Das Ergebnis war ein Lasten- bzw. Kindertransportrad, das sehr schnell den Gedanken nahe legte, dieses in Kleinserie zu bauen und zu vermarkten. Dieser Gedanke wurde noch befeuert, da ich langsam auf die 60 zuging und für die Zeit nach meiner industriellen Ingenieurstätigkeit eine selbständige Aufgabe suchte.
2015 – Erste Verkäufe und laufende Optimierungen
In den nächsten zwei Jahren konnte ich ca. 20 Libellen bauen, die in vielen Details Stück für Stück verbessert wurden. So bestand z.B. die Lenkung aus Gewichtsgründen anfangs aus einer recht dünnen Alu-Stange oberhalb der Kabine. Aus ästhetischen und praktischen Gründen wurde sie jetzt als solides Rohr unter die Kabine verlegt.

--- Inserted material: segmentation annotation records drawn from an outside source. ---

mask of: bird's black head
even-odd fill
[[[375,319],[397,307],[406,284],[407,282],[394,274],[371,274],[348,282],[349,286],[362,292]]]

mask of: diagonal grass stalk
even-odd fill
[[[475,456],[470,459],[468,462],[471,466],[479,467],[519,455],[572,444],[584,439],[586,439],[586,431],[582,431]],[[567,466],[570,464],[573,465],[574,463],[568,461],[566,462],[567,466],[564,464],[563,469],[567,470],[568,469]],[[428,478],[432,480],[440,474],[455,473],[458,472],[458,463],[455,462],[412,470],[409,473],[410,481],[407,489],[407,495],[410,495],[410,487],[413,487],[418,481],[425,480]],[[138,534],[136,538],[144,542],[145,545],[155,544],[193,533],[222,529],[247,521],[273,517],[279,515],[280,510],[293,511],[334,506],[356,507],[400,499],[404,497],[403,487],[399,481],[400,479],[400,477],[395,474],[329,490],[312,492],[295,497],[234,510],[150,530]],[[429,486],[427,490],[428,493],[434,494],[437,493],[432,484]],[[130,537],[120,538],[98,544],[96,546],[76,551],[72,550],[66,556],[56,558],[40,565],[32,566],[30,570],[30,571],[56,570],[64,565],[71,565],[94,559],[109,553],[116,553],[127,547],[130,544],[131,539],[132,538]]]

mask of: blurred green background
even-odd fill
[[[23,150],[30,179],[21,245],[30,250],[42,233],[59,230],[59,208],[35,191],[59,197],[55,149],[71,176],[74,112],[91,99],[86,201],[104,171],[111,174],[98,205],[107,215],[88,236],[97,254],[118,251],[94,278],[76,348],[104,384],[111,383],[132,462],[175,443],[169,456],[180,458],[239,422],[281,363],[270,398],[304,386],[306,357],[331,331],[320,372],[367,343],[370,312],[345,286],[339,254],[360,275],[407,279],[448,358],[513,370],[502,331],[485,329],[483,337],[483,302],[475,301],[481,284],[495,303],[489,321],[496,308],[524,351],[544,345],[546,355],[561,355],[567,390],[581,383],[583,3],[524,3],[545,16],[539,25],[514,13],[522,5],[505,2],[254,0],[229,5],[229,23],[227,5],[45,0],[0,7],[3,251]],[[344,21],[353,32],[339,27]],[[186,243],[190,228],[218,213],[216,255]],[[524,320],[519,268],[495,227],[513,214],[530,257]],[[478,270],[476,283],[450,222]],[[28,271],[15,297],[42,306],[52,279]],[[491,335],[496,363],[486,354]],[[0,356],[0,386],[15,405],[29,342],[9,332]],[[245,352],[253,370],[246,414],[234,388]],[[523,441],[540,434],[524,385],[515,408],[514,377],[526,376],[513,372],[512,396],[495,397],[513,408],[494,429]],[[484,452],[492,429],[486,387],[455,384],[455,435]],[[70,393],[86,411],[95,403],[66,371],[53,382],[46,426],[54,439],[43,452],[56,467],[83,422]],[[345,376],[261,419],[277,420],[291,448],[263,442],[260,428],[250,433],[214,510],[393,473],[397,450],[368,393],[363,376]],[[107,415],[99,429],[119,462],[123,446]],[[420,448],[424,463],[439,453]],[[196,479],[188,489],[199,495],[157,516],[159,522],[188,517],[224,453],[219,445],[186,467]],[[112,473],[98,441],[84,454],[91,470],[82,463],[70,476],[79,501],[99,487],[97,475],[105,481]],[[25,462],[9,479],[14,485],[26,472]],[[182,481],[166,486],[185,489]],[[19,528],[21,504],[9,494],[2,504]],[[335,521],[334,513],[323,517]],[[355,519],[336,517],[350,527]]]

Die Fenster konnten dadurch größer werden und die Kinder können sich nicht mehr die Finger unter der Lenkstange klemmen.
Ende 2015 stieß Sebastian Sandner dazu. Der Luftfahrtingenieur war gerade Vater geworden und benötigte selbst eine Libelle, um auch mit Nachwuchs alles mit dem Fahrrad erledigen zu können. Er war schnell ebenfalls von der Libelle überzeugt und unterstützte mich von nun an in meinem Ziel, die Libelle als serienreifes Produkt auf den Markt zu bringen.
2016 – Sicherheit im Fokus, Erweiterung des Einsatzbereichs
Mit Sebastians Erfahrung im Bau von Flugzeugen aus Kohlefaser wurde die Kabine zum Crashcockpit weiter entwickelt. Hierzu erstellten wir verschiedene Materialproben und brachten sie mit einem definierten Einschlag zum Bersten. So konnten wir die optimale Kombination aus Kohle- und Aramidfasern ermitteln, die bei einem Unfall die Kinder möglichst gut schützt.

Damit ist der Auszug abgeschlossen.